Saturday, March 13, 2010

And to the Sacholes, for which it stands

A 2-1 vote by the 9th U.S. Circuit Court of Appeals favored to keep the pledge of allegiance in schools for another day.

The San Francisco-based 9th U.S. Circuit Court of Appeals panel rejected two legal challenges by Sacramento atheist Michael Newdow, who said the references to God are unconstitutional and infringe on his religious beliefs.

As we recall, this became news back in 2002, when the same legal crew voted in FAVOR of Newdow.

It is a riot to listen to those real Americans over there in Texas and other states that breed high volumes of idiocy who are screaming for Newdow to go live in China or somewhere where freedom of speech is not as much of a luxury as it is here in our fine country.

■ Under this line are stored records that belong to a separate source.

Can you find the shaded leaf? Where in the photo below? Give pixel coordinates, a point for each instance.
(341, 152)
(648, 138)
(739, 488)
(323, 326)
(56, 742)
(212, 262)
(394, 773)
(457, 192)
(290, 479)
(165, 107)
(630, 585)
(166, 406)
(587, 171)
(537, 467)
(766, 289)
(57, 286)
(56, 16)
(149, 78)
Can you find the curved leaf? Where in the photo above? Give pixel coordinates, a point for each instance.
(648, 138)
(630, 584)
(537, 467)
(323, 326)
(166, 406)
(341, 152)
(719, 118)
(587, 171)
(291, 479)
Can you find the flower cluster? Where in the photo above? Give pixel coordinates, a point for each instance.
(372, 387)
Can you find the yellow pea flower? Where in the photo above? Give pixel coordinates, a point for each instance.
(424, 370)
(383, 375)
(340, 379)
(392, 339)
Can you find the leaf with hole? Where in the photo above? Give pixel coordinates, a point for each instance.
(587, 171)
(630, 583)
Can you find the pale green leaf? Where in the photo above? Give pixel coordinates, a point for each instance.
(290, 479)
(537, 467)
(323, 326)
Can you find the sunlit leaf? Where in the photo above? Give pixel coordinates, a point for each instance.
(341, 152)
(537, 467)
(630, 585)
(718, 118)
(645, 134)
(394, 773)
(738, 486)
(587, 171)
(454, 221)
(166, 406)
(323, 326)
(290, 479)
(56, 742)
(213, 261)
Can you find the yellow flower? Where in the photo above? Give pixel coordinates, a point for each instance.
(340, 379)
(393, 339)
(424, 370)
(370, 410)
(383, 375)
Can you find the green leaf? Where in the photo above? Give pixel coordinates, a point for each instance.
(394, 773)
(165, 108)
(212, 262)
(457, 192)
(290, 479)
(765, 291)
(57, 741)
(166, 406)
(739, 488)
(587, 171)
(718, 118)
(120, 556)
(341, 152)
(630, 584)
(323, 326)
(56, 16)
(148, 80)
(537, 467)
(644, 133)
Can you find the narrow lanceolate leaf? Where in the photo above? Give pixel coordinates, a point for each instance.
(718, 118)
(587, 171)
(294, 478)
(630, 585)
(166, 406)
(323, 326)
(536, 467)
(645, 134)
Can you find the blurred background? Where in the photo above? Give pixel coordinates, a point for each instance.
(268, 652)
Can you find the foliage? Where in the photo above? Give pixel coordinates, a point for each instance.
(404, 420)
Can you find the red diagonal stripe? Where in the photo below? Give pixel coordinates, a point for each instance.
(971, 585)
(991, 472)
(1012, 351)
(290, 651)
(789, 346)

By now the point should be clear - young, impressionable children don't need the robotic antiquity that is actually something originally written by a socialist in 1892.  Even more true is the fact children don't need to feel they are on the outside looking in because they have to say we are "one nation under god."

Are we "one nation under God"?  Isn't this, constitutionally speaking, the same as saying "one nation under dog?"  Church and state are, generally, separate (despite the common interpretation that the constitution  states there is a separation of Church and State, which is false), and pre-programming children to recite this phrase (the inclusion of God into the Pledge didn't occur until 1954 when President Eisenhower made the edit) should not be a daily procedure in every public school, every day of the school year.

We are a different country in a different era, but this ruling brings us back to a time when communism was our biggest threat, and further polarizes an already polarized world.  To suggest removing God from the pledge would make anyone any less patriotic is retarded logic.  Not every family is held together under principles of God, but yet they do remain faithful to their country as has been proven over time.

So sorry kids, particularly if you were raised to be good Americans, but don't necessarily have the fear of God instilled in your makeup.  You will continue to be an outsider if you protest.   So continue to put your right hand over your heart, and repeat the mantra - because you don't want to be mistaken for the enemy.